There is a functional trigram-index on lower(unaccent(label)) (unaccent() has been made immutable to allow its use in the index).
The following query is quite fast:
SELECT count(*) FROM table1
WHERE (lower(unaccent(label)) like lower(unaccent('%someword%')));
count
-------
1
(1 row)
Time: 394,295 ms
But the following query is slower:
SELECT count(*) FROM table1
WHERE (lower(unaccent(label)) like lower(unaccent('%someword and some more%')));
count
-------
1
(1 row)
Time: 1405,749 ms
And adding more words is even slower, even though the search is stricter.
I tried a simple trick to run a subquery for the first word and then a query with the full search string, but (sadly) the query planner saw through my machinations:
EXPLAIN ANALYZE
SELECT * FROM (
SELECT id, title, label from table1
WHERE lower(unaccent(label)) like lower(unaccent('%someword%'))
) t1
WHERE lower(unaccent(label)) like lower(unaccent('%someword and some more%'));
Bitmap Heap Scan on table1 (cost=16216.01..16220.04 rows=1 width=212) (actual time=1824.017..1824.019 rows=1 loops=1)
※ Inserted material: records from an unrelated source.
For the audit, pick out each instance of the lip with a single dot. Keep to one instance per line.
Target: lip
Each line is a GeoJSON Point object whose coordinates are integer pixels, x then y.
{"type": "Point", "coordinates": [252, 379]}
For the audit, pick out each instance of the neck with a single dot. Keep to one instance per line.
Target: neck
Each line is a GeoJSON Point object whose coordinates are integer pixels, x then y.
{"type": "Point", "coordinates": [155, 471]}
Recheck Cond: ((lower(unaccent((label)::text)) ~~ '%someword%'::text) AND (lower(unaccent((label)::text)) ~~ '%someword and some more%'::text))
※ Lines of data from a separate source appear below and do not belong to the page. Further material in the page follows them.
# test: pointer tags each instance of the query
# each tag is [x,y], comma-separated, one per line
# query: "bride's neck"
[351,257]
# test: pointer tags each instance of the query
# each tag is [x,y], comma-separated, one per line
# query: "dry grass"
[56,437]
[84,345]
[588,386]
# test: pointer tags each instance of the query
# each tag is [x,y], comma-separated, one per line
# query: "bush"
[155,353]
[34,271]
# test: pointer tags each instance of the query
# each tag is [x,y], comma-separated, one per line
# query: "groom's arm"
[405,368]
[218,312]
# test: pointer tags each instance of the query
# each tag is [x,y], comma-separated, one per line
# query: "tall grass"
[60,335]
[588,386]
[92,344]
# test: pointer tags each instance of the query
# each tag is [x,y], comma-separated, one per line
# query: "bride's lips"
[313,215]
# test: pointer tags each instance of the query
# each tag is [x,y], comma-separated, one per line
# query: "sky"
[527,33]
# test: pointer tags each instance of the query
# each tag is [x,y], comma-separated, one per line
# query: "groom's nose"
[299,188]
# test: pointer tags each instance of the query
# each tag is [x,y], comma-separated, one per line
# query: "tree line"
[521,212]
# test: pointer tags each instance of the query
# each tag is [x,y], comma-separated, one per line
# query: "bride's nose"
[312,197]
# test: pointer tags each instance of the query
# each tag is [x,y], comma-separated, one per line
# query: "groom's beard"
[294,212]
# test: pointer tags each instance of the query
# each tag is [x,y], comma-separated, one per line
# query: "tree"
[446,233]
-> Bitmap Index Scan on table1_label_hun_gin_trgm (cost=0.00..16216.01 rows=1 width=0) (actual time=1823.900..1823.900 rows=1 loops=1)
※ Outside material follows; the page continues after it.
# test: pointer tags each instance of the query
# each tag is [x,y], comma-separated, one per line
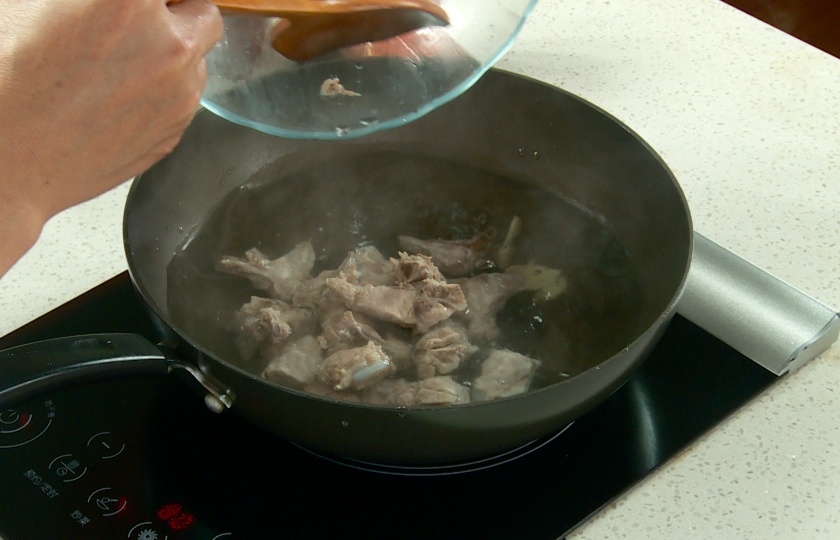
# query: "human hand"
[92,92]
Index Cond: ((lower(unaccent((label)::text)) ~~ '%someword%'::text) AND (lower(unaccent((label)::text)) ~~ '%someword and some more%'::text))
Total runtime: 1824.064 ms
My ultimate problem is that the search string comes from a web interface which may send quite long strings and thus be quite slow and may also constitute a DOS vector.
So my questions are:
- How to speed up the query?
- Is there a way to break it into subqueries so that it is faster?
- Maybe a later version of Postgres is better? (I tried 9.4 and it does not seem faster: still the same effect. Maybe a later version?)
- Maybe a different indexing strategy is needed?